Yusril mengatakan bahwa meski status Badan Hukum Perkumpulan (BHP) HTI sudah dicabut, bukan berarti ormas tersebut tidak bisa beraktivitas. “Yang dicabut adalah status badan hukum HTI, tetapi bukan berarti HTI tidak bisa beraktivitas karena mereka punya hak untuk berorganisasi dan beraktivitas, apalagi aktivitas dakwah Islam," jelasnya dalam jumpa wartawan, Selasa (8/5/2018) di Kantor DPP HTI, Crown Palace, Jakarta.

“Jadi kalau Hizbut Tahrir tidak berbadan hukum, ya tidak dilarang," bebernya.

“Apakah ada Ormas tidak berbadan hukum? Banyak Ormas yang tidak berbadan hukum, apalagi OTB, organisasi tanpa bentuk, lebih banyak lagi,” ungkapnya.

Ajaran Islam Ingin Dikalahkan?

Di persidangan justru terungkap bahwa ide-ide yang disebarkan oleh HTI bukanlah sesuatu yang baru. HTI hanya menyebarkan ajaran Islam. Ajaran itu bahkan mewarnai sejarah umat manusia selama berabad-abad lamanya.

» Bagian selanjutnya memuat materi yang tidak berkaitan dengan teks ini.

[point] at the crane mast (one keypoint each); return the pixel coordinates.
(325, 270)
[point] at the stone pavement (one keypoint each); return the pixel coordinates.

Buku-buku populer dengan sangat tegas membuktikan bahwa khilafah adalah ajaran Islam. Misalnya saja:
·      Buku Khalifah (Kepala Negara) Sepanjang Pimpinan Al Quraan dan Sunnah (cetakan kedua, Tahun 1984) Karya KH. Moenawar Khalil, Penerbit CV. Ramadhani, Solo.
·      Ada juga buku fiqih Islam Wa Adillatuhu (Jihad, Pengadilan dan Mekanisme Mengambil Keputusan, Pemerintahan dalam Islam) ditulis Prof. Dr. Wahbah Az-Zuhaili diterbitkan oleh Penerbit Gema Insani Jakarta pada tahun 2011;
·      Buku Ensiklopedi Islam 3 (cetakan kesembilan), diterbitkan oleh PT. Ichtiar Baru Van Hoeve Jakarta pada tahun 2001;
·      Buku Al-Ahkam Sulthaniyyah (Hukum-Hukum Penyelenggaraan Negara dalam Syariat Islam), ditulis Imam Al-Mawardi, diterbitkan oleh PT. Darul Falah, Bekasi pada Tahun 2006;
·      Buku Fiqh Islam (Hukum Fiqh Lengkap) cetakan ke-77, Penulis: H. Sulaiman Rasjid, diterbitkan oleh Sinar Baru Algesindo Bandung, pada tahun 2017;
·      Dan buku Tarikh Khulafa (Sejarah Penguasaan Islam, Khulafa'urasyidin, Bani Umayyah, Bani Abbasiyyah) Cetakan ke 13, ditulis oleh Imam As-Suyuthi, diterbitkan oleh Pustaka Al-Kautsar, Jakarta pada tahun 2017.
Semua buku tersebut mengupas dengan jelas tentang khilafah, bahwa khilafah adalah ajaran Islam dalam bidang pemerintahan.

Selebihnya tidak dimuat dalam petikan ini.